Sunday, March 28, 1976
It hit me while I was standing in line to board the plane to Luxembourg. What am I doing? It felt like I had stepped on top of a live wire; my body was vibrating and I couldn't self-talk myself to calm. The realization of what I was doing had set in just minutes away from being too late to turn back. I was thinking I could turn back now. I shouldn't be traveling by myself. What if I run out of money? What if I get in trouble? I can't speak any foreign language.
Eventually calm did return and I decided not to abort at the last minute. I am going to backpack my way through Europe, spend the days sightseeing, stay some nights in hostels and some nights sleeping on the trains as they take me from one place to another, eat one meal a day, and most importantly I am going to forget about him.
My anxiety returned when the announcement was made that our flight would be delayed indefinitely due to a mechanical issue with the airplane. Everyone in line scattered in all directions, except me. The unexpected delay paralyzed me. Where would I go? What would I do in a cavernous airport with hours and hours of idle? I had brought my journal so I could write but I didn't think to bring a book. Big mistake.
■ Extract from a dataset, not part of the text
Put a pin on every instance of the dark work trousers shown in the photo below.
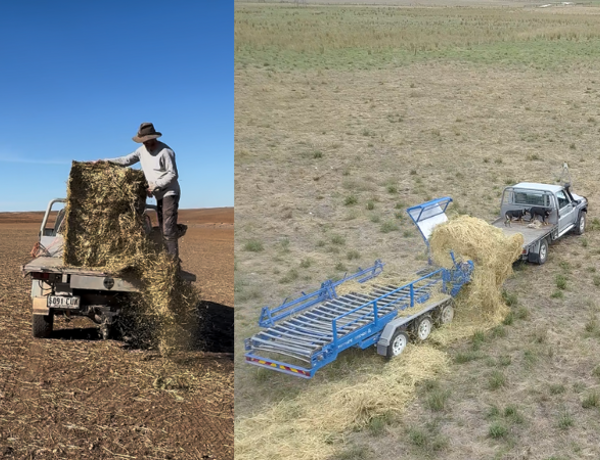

In the distance I noticed the two men who had been in line in front of me walking fast and with specific intent. Where were they going? Did they know something the rest of us stranded travelers didn't? I hurried to catch up with them just in case they were on to something. Uncertainty and doubt set in again. What was I doing here? If I was this unnerved over a flight delay, how am I going to cope with what is waiting for me in a strange land so far from home?
The room had two long rows of metal chairs, each one holding a small television for pay. Even though I had no interest in talking to them, I found a chair directly behind the two men I was following. There was comfort in having them nearby. I felt so alone and vulnerable. I put one quarter in my television but nothing happened. Since money is scarce, I didn't want to try again and fail again. That's when one of the two men turned around as if he knew I needed help, introduced himself as Charles, leaned over my chair and fiddled with something to make the T.V. work. One thing led to another and before long, Charles and his friend, Willem, and I were back in line together waiting to board the now-repaired airplane. The big surprise was that they are also from Indy--my hometown--and their agenda is identical to mine: Luxembourg, Paris, Barcelona, Nice (Monaco), Rome, Florence, Venice, Innsbruck, Vienna, Salzburg, Frankfort, Amsterdam, and back to Luxembourg.
"A girl should not be traveling around Europe by herself," Willem said while we were standing in line to board the plane. "If you want to, you can travel with us. We'll be your tour guides and bodyguards."
Sounds good, but I think I want to do this on my own.